Govt pays P1bn BCL loan to Barclays

Dikarabo Ramadubu - BG reporter
Tuesday, 17 January 2017
Govt pays P1bn BCL loan to Barclays

Government took a bold move and cleared the P1billion loan owed to Barclays Bank of Botswana, which was the principal amount given as a bailout to the BCL mine when it was on the verge of collapse in April 2016.

Botswana Guardian investigations have turned up evidence that, it was legally binding for government to pay because the cash-strapped BCL mine ceased operations through a voluntary liquidation initiated by the shareholders.The decision to settle is a demonstration to international creditors and credit rating agencies that the government of Botswana will always pay her obligation if called to do so. The loan was paid off during the festive season between December 28 and 31, 2016.

Financial experts and observers who spoke on condition of anonimity explained that the development means that government has paid for only the facility that was guaranteed, unfortunately other bank facilities that were negotiated by BCL during its normal course of operations will have to follow the stipulated process of claims via the liquidator.BCL borrowed the money in April 2016 in order to settle debts with its creditors as some were no longer willing to supply them with the much-needed material. The facility was to mature in a year’s time, a matter which meant  BCL was supposed to  start paying the principal amount owed  from March 2017.

Botswana Guardian has it in good authority that subsequent to putting  the mine under  provisional  liquidation, government as the mine owner and  guarantor took over the debts and paid interest until in December where they settled the principal amount of P1billion, Secretary for Development Budget in the Ministry of Finance and Economic Development, Cornelius Dekop confirmed that indeed government in its capacity as the mine owner and guarantor has paid the facility that the bank advanced to the BCL mine.

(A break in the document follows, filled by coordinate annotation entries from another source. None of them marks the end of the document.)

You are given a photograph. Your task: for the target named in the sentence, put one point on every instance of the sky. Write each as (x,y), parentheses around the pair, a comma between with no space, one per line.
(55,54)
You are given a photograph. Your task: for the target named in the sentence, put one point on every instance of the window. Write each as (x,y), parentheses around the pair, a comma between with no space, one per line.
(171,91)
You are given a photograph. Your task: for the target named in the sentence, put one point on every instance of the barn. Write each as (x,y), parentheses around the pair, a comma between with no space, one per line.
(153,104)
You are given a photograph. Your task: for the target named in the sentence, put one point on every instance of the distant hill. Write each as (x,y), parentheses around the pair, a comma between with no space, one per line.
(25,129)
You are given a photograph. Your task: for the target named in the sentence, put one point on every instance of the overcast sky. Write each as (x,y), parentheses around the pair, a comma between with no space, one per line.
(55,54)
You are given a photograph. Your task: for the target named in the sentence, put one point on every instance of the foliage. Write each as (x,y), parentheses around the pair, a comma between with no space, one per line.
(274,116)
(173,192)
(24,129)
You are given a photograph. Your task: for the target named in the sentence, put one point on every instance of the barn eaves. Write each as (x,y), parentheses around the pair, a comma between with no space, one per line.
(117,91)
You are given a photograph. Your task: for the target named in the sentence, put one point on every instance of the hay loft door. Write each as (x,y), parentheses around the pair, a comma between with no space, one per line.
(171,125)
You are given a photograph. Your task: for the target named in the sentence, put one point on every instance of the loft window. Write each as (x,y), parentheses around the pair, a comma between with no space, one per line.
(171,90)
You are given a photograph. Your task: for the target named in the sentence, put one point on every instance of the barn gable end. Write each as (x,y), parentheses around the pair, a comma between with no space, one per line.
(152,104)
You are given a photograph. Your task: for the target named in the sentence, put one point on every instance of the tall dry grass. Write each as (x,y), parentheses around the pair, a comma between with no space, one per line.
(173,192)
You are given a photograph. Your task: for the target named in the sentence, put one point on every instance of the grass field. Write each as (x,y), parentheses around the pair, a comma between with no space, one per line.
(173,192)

Dekop said: “We settled the principal amount in full at the end of December 2016. Originally we have been contractually obligated to pay interest as BCL failed to do so before they were put in provisional liquidation,” said Dekop. Barclays Bank executives were cagey in their response as they could not deny or confirm, citing apprehension with violating confidentiality terms. Head of Marketing and Corporate Relations, Duduetsang Chappelle- Molloy said: “this is sensitive and customer confidential information that we are not in a position to share. However, please note that all the corporate exposures to the BCL Group are fully secured and or guaranteed.”